Skills: Data Engineering - Spark - AWS - Cloudera - Databricks - semi structured and structured data - Machine Learning - 

Our financial services client has multiple sources of unstructured, semi structured and some structured data. It has an exciting initiative to architect, build, and operate an advanced unified data capability to be exploited by its Data Scientists in supporting a data driven decision process’ strategy.

As part of this initiative our client requires an experienced Data Engineer, ideally with some Machine Learning, on a contract basis for their London office. The successful candidate will be an early member of the team that will develop and maintain this advanced data capability.

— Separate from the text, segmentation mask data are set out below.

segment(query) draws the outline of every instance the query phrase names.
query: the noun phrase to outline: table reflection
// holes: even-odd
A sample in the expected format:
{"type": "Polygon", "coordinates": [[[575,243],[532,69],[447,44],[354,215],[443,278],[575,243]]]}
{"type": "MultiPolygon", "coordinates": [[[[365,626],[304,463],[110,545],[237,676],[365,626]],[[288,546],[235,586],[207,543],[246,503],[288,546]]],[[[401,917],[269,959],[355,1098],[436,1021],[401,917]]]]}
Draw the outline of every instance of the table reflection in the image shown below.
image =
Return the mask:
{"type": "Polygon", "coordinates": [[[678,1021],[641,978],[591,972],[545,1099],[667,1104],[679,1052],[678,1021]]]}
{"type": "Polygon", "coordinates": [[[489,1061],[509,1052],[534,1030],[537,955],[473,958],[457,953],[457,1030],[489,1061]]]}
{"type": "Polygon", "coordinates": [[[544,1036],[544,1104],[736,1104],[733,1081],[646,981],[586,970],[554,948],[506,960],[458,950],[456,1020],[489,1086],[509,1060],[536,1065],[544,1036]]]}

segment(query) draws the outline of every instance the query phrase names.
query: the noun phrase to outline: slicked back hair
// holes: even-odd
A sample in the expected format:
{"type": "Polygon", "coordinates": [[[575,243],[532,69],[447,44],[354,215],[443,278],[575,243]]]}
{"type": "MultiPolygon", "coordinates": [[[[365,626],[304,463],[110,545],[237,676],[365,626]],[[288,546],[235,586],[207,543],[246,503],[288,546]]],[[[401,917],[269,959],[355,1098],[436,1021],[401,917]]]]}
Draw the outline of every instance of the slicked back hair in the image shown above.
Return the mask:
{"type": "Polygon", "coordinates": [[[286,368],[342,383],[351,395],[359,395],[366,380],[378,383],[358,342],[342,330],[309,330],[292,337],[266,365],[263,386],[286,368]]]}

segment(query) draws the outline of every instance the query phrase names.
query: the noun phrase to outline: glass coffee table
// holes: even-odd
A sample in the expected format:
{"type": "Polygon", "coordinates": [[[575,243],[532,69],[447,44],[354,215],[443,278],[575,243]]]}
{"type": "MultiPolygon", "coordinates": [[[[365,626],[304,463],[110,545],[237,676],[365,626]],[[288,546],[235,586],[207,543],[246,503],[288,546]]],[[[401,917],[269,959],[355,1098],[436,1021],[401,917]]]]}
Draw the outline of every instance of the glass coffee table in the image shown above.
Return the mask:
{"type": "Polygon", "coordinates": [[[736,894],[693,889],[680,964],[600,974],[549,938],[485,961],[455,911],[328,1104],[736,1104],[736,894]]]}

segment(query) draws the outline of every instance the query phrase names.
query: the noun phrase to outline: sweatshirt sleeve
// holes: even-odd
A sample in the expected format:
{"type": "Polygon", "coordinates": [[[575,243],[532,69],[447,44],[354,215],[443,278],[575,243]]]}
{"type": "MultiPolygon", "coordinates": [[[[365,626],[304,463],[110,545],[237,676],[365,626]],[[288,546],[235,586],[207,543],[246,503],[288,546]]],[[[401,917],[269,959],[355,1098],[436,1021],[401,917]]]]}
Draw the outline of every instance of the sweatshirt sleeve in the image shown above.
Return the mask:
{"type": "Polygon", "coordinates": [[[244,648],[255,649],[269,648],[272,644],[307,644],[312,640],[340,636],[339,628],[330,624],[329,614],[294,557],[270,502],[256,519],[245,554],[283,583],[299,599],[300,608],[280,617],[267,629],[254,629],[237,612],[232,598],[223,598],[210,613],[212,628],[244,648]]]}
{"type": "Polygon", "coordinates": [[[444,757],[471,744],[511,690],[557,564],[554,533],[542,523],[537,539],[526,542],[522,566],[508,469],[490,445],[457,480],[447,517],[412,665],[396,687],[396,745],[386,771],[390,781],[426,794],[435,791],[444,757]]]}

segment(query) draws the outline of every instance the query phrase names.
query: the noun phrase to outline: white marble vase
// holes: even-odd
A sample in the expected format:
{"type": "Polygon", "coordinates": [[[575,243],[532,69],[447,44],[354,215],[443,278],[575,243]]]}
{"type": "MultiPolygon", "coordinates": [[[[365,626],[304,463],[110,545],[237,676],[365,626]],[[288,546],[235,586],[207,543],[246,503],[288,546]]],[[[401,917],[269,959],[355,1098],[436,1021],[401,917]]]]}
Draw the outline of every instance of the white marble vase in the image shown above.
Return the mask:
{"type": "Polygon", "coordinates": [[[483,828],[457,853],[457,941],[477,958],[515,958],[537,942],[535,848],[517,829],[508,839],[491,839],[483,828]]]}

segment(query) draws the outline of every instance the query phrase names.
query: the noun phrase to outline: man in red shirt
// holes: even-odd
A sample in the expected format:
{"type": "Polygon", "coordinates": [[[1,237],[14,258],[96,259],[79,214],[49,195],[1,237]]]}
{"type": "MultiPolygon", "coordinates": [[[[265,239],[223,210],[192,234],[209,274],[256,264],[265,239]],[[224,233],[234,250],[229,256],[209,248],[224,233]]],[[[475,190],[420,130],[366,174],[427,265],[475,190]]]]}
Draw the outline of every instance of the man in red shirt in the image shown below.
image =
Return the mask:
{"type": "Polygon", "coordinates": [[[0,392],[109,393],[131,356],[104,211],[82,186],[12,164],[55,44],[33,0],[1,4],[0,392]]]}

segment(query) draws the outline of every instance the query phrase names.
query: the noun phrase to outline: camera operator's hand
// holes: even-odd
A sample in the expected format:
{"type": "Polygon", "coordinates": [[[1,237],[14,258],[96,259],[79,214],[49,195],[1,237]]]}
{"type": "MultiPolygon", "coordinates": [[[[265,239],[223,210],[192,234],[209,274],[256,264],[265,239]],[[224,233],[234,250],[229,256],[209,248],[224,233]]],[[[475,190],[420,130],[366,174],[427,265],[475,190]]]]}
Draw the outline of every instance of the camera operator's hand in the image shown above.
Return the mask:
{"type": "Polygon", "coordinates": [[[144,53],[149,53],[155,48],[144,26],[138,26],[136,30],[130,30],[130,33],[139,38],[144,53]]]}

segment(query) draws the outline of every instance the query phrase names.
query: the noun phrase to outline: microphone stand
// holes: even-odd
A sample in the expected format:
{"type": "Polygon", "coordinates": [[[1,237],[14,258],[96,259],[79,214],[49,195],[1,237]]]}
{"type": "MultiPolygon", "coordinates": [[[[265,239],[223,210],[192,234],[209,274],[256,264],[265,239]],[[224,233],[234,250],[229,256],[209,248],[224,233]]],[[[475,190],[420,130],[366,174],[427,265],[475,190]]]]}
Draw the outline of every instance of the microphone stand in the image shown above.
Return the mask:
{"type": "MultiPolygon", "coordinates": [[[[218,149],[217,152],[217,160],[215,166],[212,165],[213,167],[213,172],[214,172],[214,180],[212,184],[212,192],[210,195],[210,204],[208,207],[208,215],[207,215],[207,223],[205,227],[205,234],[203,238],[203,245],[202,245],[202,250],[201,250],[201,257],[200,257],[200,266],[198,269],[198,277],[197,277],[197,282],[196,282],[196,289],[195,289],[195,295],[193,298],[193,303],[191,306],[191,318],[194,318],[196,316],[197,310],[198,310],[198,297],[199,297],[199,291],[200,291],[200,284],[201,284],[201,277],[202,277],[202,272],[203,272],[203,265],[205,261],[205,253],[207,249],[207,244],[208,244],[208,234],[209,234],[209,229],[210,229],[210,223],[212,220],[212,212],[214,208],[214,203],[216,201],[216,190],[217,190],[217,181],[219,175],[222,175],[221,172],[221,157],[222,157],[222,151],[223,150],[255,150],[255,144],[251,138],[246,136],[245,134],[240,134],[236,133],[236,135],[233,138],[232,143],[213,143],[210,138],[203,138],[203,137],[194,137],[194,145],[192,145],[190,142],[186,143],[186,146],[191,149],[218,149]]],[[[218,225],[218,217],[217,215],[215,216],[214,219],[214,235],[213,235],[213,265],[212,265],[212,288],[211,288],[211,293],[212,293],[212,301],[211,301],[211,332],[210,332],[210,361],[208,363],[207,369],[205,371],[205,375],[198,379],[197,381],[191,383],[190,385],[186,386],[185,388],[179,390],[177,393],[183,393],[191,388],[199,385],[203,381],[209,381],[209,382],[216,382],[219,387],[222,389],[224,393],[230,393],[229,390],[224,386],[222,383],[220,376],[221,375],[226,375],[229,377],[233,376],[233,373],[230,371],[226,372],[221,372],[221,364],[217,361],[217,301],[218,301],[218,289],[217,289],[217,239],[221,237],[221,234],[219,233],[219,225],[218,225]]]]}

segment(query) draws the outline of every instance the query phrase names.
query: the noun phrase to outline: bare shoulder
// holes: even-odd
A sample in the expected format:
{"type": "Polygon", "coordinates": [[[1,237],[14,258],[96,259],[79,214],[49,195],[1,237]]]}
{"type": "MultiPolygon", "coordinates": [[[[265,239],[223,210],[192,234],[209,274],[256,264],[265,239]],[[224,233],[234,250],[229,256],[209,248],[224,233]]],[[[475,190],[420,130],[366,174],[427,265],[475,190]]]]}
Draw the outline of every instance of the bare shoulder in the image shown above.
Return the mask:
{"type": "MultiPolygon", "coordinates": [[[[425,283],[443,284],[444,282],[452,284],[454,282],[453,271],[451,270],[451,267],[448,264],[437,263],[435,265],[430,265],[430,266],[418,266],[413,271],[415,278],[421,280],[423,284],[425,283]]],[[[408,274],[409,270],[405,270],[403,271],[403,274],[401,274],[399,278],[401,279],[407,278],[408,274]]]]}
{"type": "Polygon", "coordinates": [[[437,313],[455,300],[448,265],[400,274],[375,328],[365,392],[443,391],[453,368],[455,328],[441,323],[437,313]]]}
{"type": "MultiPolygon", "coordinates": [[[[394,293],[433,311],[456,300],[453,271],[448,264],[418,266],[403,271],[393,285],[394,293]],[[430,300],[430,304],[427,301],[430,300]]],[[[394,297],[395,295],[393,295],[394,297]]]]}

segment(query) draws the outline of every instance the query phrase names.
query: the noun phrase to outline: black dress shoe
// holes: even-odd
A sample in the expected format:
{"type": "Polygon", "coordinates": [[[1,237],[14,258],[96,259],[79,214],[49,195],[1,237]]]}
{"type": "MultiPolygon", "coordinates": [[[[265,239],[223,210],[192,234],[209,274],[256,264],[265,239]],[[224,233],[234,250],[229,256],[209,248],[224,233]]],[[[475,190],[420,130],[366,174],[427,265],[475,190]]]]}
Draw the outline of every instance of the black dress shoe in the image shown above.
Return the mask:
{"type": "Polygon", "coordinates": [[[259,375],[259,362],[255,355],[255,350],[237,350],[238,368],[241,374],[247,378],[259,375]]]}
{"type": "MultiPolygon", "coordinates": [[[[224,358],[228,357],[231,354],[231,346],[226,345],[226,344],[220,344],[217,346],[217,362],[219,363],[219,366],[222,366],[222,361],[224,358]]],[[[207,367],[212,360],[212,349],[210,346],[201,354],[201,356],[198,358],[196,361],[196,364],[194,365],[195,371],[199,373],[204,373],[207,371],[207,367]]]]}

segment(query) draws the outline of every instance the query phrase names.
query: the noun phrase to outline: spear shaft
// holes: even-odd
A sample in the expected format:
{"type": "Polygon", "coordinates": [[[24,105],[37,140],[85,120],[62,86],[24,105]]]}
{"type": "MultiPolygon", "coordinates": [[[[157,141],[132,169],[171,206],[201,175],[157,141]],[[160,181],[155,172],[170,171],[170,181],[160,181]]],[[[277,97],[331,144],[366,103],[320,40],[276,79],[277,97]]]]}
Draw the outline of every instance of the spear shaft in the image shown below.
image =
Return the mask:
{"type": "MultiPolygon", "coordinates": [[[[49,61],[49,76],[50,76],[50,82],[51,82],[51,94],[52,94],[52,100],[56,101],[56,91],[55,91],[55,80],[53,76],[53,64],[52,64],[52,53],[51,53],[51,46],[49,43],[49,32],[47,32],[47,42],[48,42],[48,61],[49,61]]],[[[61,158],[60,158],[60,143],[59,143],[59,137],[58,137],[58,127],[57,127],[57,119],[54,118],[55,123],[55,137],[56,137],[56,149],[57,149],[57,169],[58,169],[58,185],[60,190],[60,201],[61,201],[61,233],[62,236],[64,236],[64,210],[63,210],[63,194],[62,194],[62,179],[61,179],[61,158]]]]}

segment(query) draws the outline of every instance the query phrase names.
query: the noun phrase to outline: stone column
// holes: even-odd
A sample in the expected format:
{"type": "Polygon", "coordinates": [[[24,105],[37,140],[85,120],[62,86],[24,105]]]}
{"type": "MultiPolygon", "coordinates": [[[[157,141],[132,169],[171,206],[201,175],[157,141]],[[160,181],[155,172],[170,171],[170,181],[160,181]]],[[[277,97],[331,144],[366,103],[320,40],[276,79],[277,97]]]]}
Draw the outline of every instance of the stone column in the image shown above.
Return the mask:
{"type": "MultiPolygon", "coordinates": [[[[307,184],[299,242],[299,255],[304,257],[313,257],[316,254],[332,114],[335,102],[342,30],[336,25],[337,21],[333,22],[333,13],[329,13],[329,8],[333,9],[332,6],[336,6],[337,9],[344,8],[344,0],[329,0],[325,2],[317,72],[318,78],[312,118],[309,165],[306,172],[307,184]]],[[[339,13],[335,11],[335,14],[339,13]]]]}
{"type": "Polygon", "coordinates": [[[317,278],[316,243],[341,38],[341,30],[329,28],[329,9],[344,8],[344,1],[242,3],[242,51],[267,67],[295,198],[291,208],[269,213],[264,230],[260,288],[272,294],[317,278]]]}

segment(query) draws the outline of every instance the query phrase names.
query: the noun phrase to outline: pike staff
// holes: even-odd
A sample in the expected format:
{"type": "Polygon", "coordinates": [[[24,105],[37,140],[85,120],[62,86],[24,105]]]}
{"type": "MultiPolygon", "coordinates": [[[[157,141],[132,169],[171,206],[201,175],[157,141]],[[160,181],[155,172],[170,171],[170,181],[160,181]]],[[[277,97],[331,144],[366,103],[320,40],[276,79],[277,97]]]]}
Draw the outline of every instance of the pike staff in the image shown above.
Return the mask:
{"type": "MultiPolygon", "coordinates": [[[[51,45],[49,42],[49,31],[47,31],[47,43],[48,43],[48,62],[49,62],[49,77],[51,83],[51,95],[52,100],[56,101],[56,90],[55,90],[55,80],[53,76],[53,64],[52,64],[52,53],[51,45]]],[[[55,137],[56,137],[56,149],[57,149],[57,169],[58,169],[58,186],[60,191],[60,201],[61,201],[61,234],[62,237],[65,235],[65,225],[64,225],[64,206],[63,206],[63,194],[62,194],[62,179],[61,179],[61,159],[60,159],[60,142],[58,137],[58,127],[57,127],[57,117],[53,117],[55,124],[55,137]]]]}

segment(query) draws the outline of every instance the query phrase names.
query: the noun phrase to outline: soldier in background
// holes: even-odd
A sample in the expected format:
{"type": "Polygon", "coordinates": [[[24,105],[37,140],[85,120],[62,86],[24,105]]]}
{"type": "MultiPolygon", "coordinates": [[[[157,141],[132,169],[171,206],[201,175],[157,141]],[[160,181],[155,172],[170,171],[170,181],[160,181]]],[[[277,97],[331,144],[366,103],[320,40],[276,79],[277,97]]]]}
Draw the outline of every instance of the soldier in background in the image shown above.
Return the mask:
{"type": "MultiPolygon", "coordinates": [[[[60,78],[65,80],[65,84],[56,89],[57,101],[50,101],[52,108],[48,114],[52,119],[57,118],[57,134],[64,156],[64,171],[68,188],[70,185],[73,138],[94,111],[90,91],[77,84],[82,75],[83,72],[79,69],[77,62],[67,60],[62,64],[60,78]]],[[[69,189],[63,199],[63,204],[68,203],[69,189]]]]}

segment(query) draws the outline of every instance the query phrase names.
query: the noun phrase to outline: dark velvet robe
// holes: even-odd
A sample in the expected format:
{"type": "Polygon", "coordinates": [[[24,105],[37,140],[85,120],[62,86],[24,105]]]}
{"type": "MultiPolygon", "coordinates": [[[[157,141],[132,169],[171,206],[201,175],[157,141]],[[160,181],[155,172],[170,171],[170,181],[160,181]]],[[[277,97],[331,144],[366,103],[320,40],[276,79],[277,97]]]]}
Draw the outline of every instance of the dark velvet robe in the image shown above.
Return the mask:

The emphasis is providing data for data science rather than for an enterprise data warehouse. Also, the unstructured data will predominately be textual and not signal, image or sound based at this initial stage.

You will be required to work on a hands-on basis from Day 1. and will have demonstrable practical knowledge of & experience in areas such as:

  • working collaboratively with business users in understanding & exploring their actual and potential needs & data sources as well as with data scientists who will select / develop and execute the algorithms to deliver insights and correlations to support business decision making using the data capability that you have developed and maintain.
  • planning & managing your (and potentially others) work / projects within a control framework, e.g. agile, scrum, in context of overall governance and use of tools, e.g. trello, and maintenance of appropriate project artefacts
  • understanding & defining data, such as in data modelling & defining data, e.g.  key / values, tuples, graphs, relational models, as well as schema / read on schema approaches, data structures, ubiquitous language, etc.
  • acquiring, configuring, and managing the architecture and infrastructure required to support such a data capability, such as, with providers, e.g. AWS, Google, Cloudera, Databricks; containers, e.g. Docker; and resource management, e.g. YARN, etc.
  • acquiring and storing data, such as, raw data acquisition, e.g. using APIs; various raw formats, e.g. PDF, CSV, JSON; storage, e.g. HDFS, S3; storage formats, e.g. Parquet, ORC, etc.
  • processing data, such as, in transforming data, e.g. Spark, including it’s RDDs & Operations; machine learning, e.g. Spark MLLib, Python, Scala, Java; statistical analysis, e.g. R; graph analytics, e.g. SparkR; structured queries, e.g. Spark SQL, Hive; and information extraction, e.g. Spark NLPL, SpaCy, ScalaNLP, etc.

You will probably have a minimum of 5 years commercial experience in the above technologies and have a degree or MSc in Computer Science, Mathematics or Physics.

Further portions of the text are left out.